Tracing along the cliffside and squeezed by Highway 101, we caught up with the Oregon Coast Trail, which runs about 425 miles up and down the western shore of Oregon. Today, we’ll be walking a tiny fraction of that.
There’s a need for me to hurry up and write as that is the real cause of this day only capturing three events: this hike, lunch, and an evening walk after Caroline finished up work for the day. Instead of nothing but focusing on catching up with these things, we still need to get out on a daily basis to experience and record stuff that reminds us of this fortunate time in our lives. Of course, that creates the situation where I have more and more to prep and write about instead of selfishly getting out during the day when Caroline is working and returning to writing this big project I’m supposed to be tackling.
Meanwhile, we stopped to admire the foxglove flowers and the unripe berries we could only wish to sample at this time.
While we see many a mushroom during our other visits, this opportunity to witness the abundance of wildflowers is not lost on us.
It started to drizzle a light rain on us, but within a minute, it had already passed.
And with this, we concluded our coastal forest walk. Back at the house, Caroline got to work promptly at 8:00 while I prepared breakfast, followed by my sitting down to blogging.
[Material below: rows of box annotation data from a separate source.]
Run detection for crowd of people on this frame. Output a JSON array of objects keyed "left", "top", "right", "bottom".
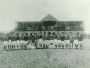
[{"left": 4, "top": 34, "right": 84, "bottom": 49}]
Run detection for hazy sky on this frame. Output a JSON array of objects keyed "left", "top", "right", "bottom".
[{"left": 0, "top": 0, "right": 90, "bottom": 33}]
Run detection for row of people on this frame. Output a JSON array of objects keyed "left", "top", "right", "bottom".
[{"left": 3, "top": 39, "right": 83, "bottom": 50}]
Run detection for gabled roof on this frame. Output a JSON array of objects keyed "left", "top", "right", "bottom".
[{"left": 41, "top": 14, "right": 57, "bottom": 21}]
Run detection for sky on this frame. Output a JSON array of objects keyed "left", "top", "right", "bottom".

Finishing the post for Saturday was all I did until it was time to prepare our lunch. This midday meal was special as it included the tamales we bought at La Norteña Tamale Factory in Pecos, Texas, when we were traveling through around the time of the full solar eclipse back in April. As for the slaw, it was a Mexican-inspired salad of cabbage, white onion, oregano, garlic powder, olive oil, and fresh lime juice.
At the end of Caroline’s work day (which coincided with me finishing Sunday’s blog post), I knocked out a quick dinner of salad greens, nopales (cactus paddles), jicama (not well known in Germany, but called “Mexikanische Erdbirne”), epazote, grilled cecina (a thinly sliced Mexican cut of beef), and a dressing of roasted serrano chili, fresh garlic, olive oil, and fresh lime juice. Anxious to get out for a walk, we headed up the coast to the Salishan Spit Trail.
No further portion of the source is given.